If you score $17$ points, you can have scored at most $2$ touchdowns (since $3$ touchdowns would yield at least $18$ points). Let's consider the various cases:
Case A (2 touchdowns scored)
Here, we have to consider the possibility that $0$, $1$, or $2$ of the extra points after the touchdown were converted. If $2$ extra points were converted, that yields $14$ points. Thus, you must kick a field goal to get the remaining $3$ points. Similarly, with $1$ extra point you must convert $2$ safeties and with $0$ extra points, you must convert $1$ safety and $1$ field goal. Using TD, EP, FG, and saf as abbreviations, the three ways to score $17$ points with $2$ touchdowns are:
- $2$ TDs, $2$ EPs, $1$ FG;
- $2$ TDs, $1$ EP, $2$ saf;
- $2$ TDs, $1$ FG, $1$ saf.
Case B (1 touchdown scored)
First, consider the case where you have converted the extra point after the touchdown. This accounts for $7$ points, so you have $10$ remaining points to be distributed among field goals and safeties.
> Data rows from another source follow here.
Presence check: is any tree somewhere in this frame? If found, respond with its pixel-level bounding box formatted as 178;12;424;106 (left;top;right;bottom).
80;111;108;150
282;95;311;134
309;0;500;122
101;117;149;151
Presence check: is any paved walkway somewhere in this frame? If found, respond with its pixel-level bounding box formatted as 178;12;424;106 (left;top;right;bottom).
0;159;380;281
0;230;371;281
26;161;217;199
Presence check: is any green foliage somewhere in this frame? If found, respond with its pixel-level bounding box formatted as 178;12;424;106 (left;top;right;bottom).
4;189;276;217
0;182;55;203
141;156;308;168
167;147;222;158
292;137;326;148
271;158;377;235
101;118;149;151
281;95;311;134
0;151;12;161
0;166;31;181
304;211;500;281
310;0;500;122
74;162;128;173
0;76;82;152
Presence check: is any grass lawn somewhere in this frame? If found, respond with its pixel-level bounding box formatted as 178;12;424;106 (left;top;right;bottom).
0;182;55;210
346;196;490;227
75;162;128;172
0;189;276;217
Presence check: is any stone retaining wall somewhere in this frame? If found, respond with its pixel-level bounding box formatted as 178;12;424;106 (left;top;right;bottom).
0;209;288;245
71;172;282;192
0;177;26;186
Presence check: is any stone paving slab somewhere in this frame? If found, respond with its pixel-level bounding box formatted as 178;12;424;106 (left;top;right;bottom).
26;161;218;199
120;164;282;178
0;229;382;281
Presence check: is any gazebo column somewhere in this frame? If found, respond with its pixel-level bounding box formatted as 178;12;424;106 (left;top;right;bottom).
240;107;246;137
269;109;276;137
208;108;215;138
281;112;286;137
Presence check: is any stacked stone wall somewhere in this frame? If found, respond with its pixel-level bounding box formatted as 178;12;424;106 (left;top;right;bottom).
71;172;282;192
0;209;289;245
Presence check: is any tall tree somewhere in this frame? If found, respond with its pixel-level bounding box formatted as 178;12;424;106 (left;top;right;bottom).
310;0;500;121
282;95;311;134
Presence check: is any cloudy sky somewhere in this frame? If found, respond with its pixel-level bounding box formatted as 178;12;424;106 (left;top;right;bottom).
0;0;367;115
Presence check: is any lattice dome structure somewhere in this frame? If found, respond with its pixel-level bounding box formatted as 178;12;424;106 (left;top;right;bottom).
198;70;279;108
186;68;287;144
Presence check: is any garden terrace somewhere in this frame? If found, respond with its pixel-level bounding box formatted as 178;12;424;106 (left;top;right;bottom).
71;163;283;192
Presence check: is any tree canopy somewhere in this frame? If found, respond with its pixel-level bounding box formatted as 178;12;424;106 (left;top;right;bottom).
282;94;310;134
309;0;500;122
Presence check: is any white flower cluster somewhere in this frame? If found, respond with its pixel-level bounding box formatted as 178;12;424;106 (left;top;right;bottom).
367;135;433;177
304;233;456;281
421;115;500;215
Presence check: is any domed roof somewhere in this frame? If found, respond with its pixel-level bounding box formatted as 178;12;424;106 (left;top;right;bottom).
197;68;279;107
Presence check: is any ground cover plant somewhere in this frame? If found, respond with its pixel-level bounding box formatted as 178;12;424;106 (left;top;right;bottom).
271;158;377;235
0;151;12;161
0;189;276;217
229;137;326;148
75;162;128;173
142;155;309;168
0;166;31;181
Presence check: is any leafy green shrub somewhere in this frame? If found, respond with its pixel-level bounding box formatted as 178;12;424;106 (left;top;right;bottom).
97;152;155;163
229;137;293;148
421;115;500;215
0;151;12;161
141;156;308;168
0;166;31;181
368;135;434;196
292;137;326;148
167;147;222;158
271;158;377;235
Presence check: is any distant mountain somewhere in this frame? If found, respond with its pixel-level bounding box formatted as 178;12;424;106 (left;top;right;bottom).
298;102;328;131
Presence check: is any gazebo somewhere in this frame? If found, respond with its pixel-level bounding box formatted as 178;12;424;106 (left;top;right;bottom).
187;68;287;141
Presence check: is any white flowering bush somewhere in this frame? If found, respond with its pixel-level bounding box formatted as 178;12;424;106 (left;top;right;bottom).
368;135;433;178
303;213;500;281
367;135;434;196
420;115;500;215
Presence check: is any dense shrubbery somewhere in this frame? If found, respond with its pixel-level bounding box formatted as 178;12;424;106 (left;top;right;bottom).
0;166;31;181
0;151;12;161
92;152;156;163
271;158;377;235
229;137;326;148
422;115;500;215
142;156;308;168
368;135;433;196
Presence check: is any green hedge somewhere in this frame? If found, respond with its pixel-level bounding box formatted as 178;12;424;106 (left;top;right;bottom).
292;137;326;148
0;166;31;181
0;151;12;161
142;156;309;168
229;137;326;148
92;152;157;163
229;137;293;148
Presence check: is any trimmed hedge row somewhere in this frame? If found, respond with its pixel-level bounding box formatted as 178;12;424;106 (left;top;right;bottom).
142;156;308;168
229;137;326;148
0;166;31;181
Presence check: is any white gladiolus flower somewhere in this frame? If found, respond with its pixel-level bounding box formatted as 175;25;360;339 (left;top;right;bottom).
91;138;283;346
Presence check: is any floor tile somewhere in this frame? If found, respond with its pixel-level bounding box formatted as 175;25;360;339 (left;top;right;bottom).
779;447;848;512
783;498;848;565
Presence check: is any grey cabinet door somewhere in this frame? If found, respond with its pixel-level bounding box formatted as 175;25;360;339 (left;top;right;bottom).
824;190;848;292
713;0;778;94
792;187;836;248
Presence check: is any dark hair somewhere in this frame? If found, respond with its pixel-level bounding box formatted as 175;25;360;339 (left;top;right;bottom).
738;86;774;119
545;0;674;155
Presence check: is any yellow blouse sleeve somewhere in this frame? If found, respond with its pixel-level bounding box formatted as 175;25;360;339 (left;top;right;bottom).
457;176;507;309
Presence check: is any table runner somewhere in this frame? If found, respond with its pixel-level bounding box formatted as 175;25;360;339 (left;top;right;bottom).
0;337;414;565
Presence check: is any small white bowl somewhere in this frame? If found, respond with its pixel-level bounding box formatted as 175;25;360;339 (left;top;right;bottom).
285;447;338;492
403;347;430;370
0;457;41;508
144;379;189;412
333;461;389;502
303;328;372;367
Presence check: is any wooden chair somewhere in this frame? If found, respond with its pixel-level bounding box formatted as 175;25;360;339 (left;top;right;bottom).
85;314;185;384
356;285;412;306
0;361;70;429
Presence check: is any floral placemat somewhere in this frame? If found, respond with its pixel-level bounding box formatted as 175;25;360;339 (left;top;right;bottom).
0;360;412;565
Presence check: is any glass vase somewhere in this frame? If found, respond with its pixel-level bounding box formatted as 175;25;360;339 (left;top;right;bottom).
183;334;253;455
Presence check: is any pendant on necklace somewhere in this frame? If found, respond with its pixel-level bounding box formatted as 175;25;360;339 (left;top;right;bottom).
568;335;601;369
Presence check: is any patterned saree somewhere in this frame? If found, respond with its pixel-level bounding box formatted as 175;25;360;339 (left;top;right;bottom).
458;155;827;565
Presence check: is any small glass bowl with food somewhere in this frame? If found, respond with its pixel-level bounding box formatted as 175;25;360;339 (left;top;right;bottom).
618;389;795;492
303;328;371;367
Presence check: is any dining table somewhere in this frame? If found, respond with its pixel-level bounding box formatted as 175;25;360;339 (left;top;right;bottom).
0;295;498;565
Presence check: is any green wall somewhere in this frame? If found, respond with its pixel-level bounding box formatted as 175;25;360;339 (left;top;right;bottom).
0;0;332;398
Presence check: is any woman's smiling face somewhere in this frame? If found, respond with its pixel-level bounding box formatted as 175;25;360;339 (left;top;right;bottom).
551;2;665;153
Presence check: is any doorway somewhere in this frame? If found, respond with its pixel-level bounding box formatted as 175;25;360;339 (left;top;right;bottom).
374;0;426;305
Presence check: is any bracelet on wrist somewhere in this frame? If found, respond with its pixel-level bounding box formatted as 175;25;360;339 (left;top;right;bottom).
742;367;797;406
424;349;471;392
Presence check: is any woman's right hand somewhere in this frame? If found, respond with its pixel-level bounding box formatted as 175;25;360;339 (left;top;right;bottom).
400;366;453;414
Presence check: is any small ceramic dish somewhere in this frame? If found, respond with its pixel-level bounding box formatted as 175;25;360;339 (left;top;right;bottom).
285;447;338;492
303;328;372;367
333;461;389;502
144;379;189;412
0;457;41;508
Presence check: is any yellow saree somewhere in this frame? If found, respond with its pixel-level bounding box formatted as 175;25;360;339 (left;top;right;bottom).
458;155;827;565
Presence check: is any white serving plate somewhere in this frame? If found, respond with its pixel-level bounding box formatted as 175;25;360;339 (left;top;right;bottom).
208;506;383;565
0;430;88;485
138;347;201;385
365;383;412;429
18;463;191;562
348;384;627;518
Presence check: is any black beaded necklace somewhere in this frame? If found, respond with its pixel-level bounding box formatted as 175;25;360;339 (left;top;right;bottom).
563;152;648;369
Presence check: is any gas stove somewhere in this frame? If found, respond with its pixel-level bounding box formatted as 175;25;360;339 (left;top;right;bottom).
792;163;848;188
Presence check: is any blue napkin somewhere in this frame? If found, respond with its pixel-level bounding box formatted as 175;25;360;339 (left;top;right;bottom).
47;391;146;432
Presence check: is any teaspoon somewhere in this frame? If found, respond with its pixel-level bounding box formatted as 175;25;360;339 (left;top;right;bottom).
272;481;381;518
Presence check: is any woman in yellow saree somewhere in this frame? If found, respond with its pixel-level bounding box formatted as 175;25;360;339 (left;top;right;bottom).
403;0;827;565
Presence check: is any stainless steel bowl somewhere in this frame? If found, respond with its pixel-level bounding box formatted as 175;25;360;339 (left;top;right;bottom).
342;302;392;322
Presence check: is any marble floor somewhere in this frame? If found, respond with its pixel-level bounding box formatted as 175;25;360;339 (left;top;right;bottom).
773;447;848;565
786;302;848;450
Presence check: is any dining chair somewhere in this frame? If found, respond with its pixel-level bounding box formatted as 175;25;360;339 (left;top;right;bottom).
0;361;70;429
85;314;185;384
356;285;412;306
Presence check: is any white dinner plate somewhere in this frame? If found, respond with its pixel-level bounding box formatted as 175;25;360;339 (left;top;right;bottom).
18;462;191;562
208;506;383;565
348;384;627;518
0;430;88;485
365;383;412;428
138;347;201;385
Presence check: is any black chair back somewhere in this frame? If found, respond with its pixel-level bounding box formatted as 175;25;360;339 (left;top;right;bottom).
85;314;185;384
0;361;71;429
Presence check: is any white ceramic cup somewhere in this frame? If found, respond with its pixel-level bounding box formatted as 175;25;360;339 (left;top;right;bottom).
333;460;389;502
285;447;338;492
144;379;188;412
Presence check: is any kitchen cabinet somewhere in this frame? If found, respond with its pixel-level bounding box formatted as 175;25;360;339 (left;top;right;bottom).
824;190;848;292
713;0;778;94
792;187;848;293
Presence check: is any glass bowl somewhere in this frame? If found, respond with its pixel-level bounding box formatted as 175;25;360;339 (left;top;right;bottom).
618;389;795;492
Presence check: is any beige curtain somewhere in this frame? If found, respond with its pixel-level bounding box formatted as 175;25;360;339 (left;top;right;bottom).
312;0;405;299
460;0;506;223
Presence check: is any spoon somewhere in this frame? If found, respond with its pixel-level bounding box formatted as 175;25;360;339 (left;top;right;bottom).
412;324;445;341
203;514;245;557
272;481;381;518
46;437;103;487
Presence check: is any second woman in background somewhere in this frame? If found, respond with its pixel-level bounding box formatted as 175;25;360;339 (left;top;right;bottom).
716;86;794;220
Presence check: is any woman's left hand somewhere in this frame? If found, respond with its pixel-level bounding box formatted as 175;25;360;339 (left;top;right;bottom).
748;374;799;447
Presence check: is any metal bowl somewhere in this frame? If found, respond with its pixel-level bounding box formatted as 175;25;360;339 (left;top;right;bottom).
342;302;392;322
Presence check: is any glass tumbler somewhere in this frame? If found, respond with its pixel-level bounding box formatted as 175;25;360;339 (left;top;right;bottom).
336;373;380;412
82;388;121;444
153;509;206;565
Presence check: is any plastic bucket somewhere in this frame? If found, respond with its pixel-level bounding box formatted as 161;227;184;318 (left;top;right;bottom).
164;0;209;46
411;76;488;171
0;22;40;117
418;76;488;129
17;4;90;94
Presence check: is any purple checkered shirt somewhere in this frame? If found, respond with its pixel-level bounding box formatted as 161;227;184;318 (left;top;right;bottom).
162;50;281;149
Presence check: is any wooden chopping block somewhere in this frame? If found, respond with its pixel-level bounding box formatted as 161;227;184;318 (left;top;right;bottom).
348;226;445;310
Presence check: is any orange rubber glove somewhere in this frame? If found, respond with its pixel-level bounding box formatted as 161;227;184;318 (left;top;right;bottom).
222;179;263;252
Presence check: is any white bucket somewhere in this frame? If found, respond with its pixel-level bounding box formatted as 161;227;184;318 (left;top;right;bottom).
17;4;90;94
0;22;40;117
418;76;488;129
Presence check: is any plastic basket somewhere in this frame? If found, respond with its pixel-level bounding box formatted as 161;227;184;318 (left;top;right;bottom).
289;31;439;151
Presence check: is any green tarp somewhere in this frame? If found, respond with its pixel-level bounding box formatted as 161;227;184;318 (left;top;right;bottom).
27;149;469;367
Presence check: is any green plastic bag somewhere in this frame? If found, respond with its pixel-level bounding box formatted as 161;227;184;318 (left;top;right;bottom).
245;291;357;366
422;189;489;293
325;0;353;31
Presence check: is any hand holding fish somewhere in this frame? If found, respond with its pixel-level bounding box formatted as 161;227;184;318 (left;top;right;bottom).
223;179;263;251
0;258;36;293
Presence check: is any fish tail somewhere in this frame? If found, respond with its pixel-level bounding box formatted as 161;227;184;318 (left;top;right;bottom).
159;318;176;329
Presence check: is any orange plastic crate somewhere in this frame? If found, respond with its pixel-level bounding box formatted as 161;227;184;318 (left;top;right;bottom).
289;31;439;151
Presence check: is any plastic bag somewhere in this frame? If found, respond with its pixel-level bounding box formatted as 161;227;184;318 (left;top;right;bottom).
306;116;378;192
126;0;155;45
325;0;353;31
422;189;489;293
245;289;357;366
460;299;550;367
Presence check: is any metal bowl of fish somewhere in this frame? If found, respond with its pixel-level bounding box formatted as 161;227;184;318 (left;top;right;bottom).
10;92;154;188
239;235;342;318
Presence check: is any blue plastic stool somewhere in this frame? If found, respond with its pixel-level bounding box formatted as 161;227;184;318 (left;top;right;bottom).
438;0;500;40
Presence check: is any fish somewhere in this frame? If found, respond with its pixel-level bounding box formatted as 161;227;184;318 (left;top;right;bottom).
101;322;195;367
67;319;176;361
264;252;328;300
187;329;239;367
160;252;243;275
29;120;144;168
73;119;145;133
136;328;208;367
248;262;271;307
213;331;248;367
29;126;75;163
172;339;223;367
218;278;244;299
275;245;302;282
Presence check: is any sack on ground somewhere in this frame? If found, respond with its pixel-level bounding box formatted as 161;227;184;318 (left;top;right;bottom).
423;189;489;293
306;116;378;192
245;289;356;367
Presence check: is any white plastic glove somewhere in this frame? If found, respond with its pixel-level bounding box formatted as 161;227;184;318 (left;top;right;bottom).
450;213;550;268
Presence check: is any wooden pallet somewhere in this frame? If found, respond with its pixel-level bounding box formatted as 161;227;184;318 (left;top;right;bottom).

If you have $a$ field goals and $b$ safeties, you will score $3a + 2b$ points, so you are trying to solve $3a + 2b = 10$ with $a$ and $b$ both non-negative integers. Since $3a = 10 - 2b$ is an even number, $a$ must be an even number. But $a$ cannot be bigger than $10/3$, so only $a = 0$ (in which case $b = 5$) and $a = 2$ (in which case $b = 2$) work. This gives two more possibilities:
- $1$ TD, $1$ EP, $5$ saf;
- $1$ TD, $1$ EP, $2$ FG, $2$ saf.
You also need to consider if the extra point was not scored after the touchdown. I'll leave that as an exercise for you. The method is similar to the analysis in the previous paragraph.
Case C ($0$ touchdowns scored)
Now you are trying to solve $3a + 2b = 17$, and you can deduce that $a$ must be odd. Only $a = 1$, $3$, and $5$ work, giving you three more possibilities. Again, I'll leave the rest of the analysis for you.